1 Peter 1:3-9 Blessed be the God and Father of our Lord Jesus Christ! According to his great mercy, he has caused us to be born again to a living hope through the resurrection of Jesus Christ from the dead, (4) to an inheritance that is imperishable, undefiled, and unfading, kept in heaven for you, (5) who by God’s power are being guarded through faith for a salvation ready to be revealed in the last time. (6) In this you rejoice, though now for a little while, if necessary, you have been grieved by various trials, (7) so that the tested genuineness of your faith–more precious than gold that perishes though it is tested by fire–may be found to result in praise and glory and honor at the revelation of Jesus Christ. (8) Though you have not seen him, you love him. Though you do not now see him, you believe in him and rejoice with joy that is inexpressible and filled with glory, (9) obtaining the outcome of your faith, the salvation of your souls.
So if the Christian life is so great, why is it so hard?
- We seek to stand in a fallen world. “now for a little while, if necessary, you have been grieved by various trials”. Our allegiance is not with the rulers of this world and their ways, so we are against the grain. The natural way to live in the world, managing ones image in order to get the most for one’s own interests, is to be rejected. That is hard, especially when it seems to work for others. The idea of ‘dying to self’ and being alive to God is not normally reinforced in daily life. It makes us question ourselves and God.

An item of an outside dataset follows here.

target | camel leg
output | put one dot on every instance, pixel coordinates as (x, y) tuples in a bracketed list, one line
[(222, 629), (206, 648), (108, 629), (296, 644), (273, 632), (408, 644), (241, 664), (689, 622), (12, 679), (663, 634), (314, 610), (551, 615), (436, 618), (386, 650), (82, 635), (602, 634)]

- We can’t see the leader. “Though you have not seen him, you love him. Though you do not now see him, you believe in him”. Those who are not loyal to Christ don’t seem him either, and they don’t mind pointing that out. “Have not and do not see him, huh? Well, that’s… different.”
- Our joy is ‘inexpressible’. “you believe in him and rejoice with joy that is inexpressible and filled with glory”. We tend to prefer expressible joy. It is easier to refer back to when we are between surges of joy and glory.
Is it worth it?
- An inheritance that can’t rot, be soiled, fade or be taken away = security
- A salvation of the soul = the self fully fixed and alive
What is ‘it’?
Even though I can’t use the world’s coping mechanisms like they do, and even though I can’t see Jesus with my eyes, and even though my joys are not easily expressed (for refreshment as needed)…I am grateful for being brought to life through God as a son with a future. Growing in wisdom, day by day, loving the one who bought me…yeah… living in hope is worth ‘it’.